Shabbat Shalom,

On Wed, Aug 11, 2021 at 10:03 AM Yedidyah Bar David <didi@redhat.com> wrote:

On Tue, Aug 10, 2021 at 9:20 PM Gilboa Davara <gilboad@gmail.com> wrote:
>
> Hello,
>
> Many thanks again for taking the time to try and help me recover this machine (even though it would have been far easier to simply redeploy it...)
>
>> >
>> >
>> > Sadly enough, it seems that --clean-metadata requires an active agent.
>> > E.g.
>> > $ hosted-engine --clean-metadata
>> > The hosted engine configuration has not been retrieved from shared storage. Please ensure that ovirt-ha-agent
>> > is running and the storage server is reachable.
>>
>> Did you try to search the net/list archives?
>
>
> Yes. All of them seem to repeat the same clean-metadata command (which fails).

I suppose we need better documentation. Sorry. Perhaps open a
bug/issue about that.

Done.

https://bugzilla.redhat.com/show_bug.cgi?id=1993575

>
>>
>>
>> >
>> > Can I manually delete the metadata state files?
>>
>> Yes, see e.g.:
>>
>> https://lists.ovirt.org/pipermail/users/2016-April/072676.html
>>
>> As an alternative to the 'find' command there, you can also find the IDs with:
>>
>> $ grep metadata /etc/ovirt-hosted-engine/hosted-engine.conf
>>
>> Best regards,
>> --
>> Didi
>
>
> Yippie! Success (At least it seems that way...)
>
> Following https://lists.ovirt.org/pipermail/users/2016-April/072676.html,
> I stopped the broker and agent services, archived the existing hosted metadata files, created an empty 1GB metadata file using dd, (dd if=/dev/zero of=/run/vdsm/storage/<uuid>/<uuid> bs=1M count=1024), making double sure permissions (0660 / 0644), owner (vdsm:kvm) and SELinux labels (restorecon, just incase) stay the same.
> Let everything settle down.
> Restarted the services....
> ... and everything is up again :)
>
> I plan to let the engine run overnight with zero VMs (making sure all backups are fully up-to-date).
> Once done, I'll return to normal (until I replace this setup with a normal multi-node setup).
>
> Many thanks again!

Glad to hear that, welcome, thanks for the report!

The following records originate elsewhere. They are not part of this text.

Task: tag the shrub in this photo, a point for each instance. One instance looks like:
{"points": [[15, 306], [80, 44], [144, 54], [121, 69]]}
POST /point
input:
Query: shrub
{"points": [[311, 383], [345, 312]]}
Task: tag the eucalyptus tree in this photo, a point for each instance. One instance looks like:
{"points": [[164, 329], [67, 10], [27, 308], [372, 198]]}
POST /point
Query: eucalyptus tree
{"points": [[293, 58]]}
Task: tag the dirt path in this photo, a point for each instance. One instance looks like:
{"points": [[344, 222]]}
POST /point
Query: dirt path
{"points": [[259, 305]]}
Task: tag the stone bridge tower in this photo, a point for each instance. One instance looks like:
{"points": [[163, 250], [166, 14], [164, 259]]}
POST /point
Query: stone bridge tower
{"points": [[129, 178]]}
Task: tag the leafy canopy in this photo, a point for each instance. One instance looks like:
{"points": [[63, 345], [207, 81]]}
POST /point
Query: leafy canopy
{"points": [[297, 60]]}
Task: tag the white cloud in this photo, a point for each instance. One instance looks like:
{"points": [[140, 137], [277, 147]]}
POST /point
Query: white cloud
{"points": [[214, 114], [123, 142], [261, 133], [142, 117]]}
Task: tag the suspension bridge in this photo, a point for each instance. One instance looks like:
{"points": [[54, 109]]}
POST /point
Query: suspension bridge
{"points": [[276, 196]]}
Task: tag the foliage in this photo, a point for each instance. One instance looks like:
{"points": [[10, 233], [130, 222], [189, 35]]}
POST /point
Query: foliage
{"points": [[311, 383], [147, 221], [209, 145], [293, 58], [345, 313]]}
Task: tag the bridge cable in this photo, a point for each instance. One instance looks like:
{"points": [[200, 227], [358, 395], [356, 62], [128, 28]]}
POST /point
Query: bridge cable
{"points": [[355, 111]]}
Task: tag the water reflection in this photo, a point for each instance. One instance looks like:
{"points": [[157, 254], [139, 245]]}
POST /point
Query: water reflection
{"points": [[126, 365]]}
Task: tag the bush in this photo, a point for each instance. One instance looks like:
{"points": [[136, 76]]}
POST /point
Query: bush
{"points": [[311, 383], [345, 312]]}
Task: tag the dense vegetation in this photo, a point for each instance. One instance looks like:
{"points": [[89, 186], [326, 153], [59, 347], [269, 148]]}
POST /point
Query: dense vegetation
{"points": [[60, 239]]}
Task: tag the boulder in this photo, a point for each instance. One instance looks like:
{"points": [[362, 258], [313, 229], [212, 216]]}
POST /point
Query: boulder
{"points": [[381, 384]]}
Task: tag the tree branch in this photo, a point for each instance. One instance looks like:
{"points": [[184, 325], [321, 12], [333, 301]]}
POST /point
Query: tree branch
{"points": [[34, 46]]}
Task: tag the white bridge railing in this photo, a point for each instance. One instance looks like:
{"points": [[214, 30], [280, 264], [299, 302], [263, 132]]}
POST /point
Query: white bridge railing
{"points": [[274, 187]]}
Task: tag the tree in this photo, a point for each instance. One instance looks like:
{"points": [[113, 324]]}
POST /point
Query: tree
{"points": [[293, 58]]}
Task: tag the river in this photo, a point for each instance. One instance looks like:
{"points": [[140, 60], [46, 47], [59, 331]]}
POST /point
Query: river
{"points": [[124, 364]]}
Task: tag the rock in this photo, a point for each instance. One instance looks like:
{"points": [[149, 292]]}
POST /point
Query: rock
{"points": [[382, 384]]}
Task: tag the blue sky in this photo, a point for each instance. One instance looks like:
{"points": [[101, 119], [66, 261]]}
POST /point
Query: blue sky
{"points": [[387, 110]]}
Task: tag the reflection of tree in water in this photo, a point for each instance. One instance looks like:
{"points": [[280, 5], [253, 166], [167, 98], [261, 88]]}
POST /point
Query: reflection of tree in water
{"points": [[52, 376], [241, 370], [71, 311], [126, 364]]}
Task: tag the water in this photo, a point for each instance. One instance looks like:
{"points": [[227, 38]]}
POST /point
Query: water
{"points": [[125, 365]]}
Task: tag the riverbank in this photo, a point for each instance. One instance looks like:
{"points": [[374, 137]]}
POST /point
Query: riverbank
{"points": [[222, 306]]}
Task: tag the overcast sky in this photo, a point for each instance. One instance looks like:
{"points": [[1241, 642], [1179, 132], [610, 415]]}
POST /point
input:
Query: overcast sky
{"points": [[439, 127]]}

More tests you might want to do before starting your real VMs:

- Set and later clear global maintenance from each hosts, see that this
propagates to the others (both 'hosted-engine --vm-status' and agent.log)

- Migrate the engine VM between the hosts and see this propagates

- Shutdown the engine VM without global maint and see that it's started
automatically.

But I do not think all of this is mandatory, if 'hosted-engine --vm-status'
looks ok on all hosts.

I'd still be careful with other things that might have been corrupted,
though - obviously can't tell you what/where...

Host is back to normal.

The log looks clean (minus some odd smtp errors in the log).

Either way, I'm already in the process of replacing this setup with a real 3 host + gluster setup, so I just need this machine to survive the next couple of weeks :)

- Gilboa